MARAWI CITY - Philippines troops found bundles of bank notes and checks worth about $1.6 million abandoned by Islamist militants holed up in Marawi City, a discovery the military said on Tuesday was evidence that the fighters were pulling back.
Fighters linked to the Islamic State group have been cornered in a built-up sliver of the southern lakeside town after two weeks of intense combat. The military said that over the past 24 hours it had taken several buildings that had been defended by snipers.
In one house they found a vault loaded with neat stacks of money worth 52 million pesos ($1.1 million) and checks made out for cash worth 27 million pesos.
"The recovery of those millions of cash indicates that they are running because the government troops are pressing in and focusing on destroying them," Marines Operations Officer Rowan Rimas said in the city as helicopters on machine-gun runs buzzed overhead.
Black smoke poured from an area near one of the town's mosques and the lake after bombings by OV-10 attack aircraft and artillery fire from the ground.
The battle for Marawi has raised concerns that the ultraradical IS group, on a back foot in Syria and Iraq, is building a regional base on the Philippine island of Mindanao.
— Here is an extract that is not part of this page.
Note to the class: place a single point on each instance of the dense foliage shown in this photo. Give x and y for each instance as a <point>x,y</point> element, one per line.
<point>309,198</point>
Officials said that, among the several hundred militants who seized the town on May 23, there were about 40 foreigners from neighboring Indonesia and Malaysia but also from India, Saudi Arabia, Morocco and Chechnya.
The fighters prepared for a long siege, stockpiling arms and food in tunnels, basements, mosques and religious schools, military officials said. The Philippines is largely Christian, but Marawi City is overwhelmingly Muslim.
Progress in the military campaign has been slow because hundreds of civilians are still trapped or being held hostage in the urban heart of the town, officials have said.
"In a few days, we will be able to get everything, we will be able to clear the entire Marawi City," armed forces Chief of Staff General Eduaro Ano said in a radio interview.
Fighting erupted in Marawi after a bungled raid aimed at capturing Isnilon Hapilon, whom Islamic State proclaimed as its "emir" of Southeast Asia last year after he pledged allegiance to the group. The US State Department has offered a bounty of up to $5 million for his arrest.
On Monday, President Rodrigo Duterte offered a bounty of $200,000 to anyone who "neutralized" Hapilon.